Bonus: An avid sports enthusiast, Alexandre also finds solace in gardening and working with wood.

Aymeric

His journey: Coming from a computer science background, Aymeric conducted his thesis on the design and generation of tests for aerial and maritime surveillance.

Why AI? Aymeric is drawn to MLOps, which involves applying DevOps practices to the world of AI. This includes finding the right architecture for a model and implementing continuous deployment of AI services.

Bonus: Much like Alexandre, Aymeric is a sports enthusiast. He is also a big fan of the Racing Besançon. Beyond his passion for sports, Aymeric loves ducks and waterfowl.

Antoine


His journey: The victory of AlphaGo over the world’s best Go player in 2016 was a turning point for Antoine, and he decided to venture into the field of AI. He leveraged his computer science and AI knowledge acquired at INSA Lyon to pursue a thesis at the UFC on the subject of anomaly detection in aviation.

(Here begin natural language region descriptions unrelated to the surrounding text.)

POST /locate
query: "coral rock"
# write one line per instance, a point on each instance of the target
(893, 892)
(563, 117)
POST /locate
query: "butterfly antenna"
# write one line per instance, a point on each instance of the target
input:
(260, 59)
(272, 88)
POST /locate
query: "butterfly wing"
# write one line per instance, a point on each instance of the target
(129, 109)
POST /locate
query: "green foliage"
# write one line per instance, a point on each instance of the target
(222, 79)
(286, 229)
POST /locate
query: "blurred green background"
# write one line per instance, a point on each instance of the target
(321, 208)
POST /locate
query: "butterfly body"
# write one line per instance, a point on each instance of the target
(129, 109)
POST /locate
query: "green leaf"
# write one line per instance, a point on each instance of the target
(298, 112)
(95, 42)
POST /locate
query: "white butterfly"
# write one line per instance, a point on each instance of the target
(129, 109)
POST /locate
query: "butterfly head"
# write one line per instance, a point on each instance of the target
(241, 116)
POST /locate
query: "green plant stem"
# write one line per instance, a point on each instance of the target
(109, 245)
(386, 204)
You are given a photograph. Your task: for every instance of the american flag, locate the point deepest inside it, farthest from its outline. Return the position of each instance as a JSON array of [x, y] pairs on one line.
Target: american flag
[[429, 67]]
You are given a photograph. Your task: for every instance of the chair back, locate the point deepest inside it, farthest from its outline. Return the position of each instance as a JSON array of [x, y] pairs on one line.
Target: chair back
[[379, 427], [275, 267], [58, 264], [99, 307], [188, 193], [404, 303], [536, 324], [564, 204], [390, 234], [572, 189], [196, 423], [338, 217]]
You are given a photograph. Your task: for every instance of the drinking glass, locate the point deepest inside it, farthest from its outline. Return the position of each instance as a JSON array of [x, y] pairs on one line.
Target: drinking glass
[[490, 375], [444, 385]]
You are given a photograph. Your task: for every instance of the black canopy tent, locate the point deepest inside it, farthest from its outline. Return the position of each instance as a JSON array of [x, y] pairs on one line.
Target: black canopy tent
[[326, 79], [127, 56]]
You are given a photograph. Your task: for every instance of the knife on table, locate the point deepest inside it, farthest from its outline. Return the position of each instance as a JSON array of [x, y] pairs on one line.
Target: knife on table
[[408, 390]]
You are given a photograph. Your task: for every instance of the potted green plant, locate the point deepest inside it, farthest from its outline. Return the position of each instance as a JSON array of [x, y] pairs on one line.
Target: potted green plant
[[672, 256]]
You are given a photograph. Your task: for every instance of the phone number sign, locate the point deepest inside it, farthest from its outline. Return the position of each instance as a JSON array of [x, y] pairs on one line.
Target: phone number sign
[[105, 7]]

With his thesis completed, Antoine continued his work in aviation at the ONERA Toulouse, focusing on topics such as the evaluation of fuel consumption for commercial aircraft. After a year in the south of France, he decided to return to Franche-Comté by joining Smartesting’s AI team in October 2023.

Why AI? After humans’ defeat to AI in chess, Starcraft 2, and Go, Antoine wants to try to sabotage it or see it evolve from within.

Bonus: When Antoine is not playing a strategy game, he grabs his racket to play squash. At least AI hasn’t beaten him at that yet!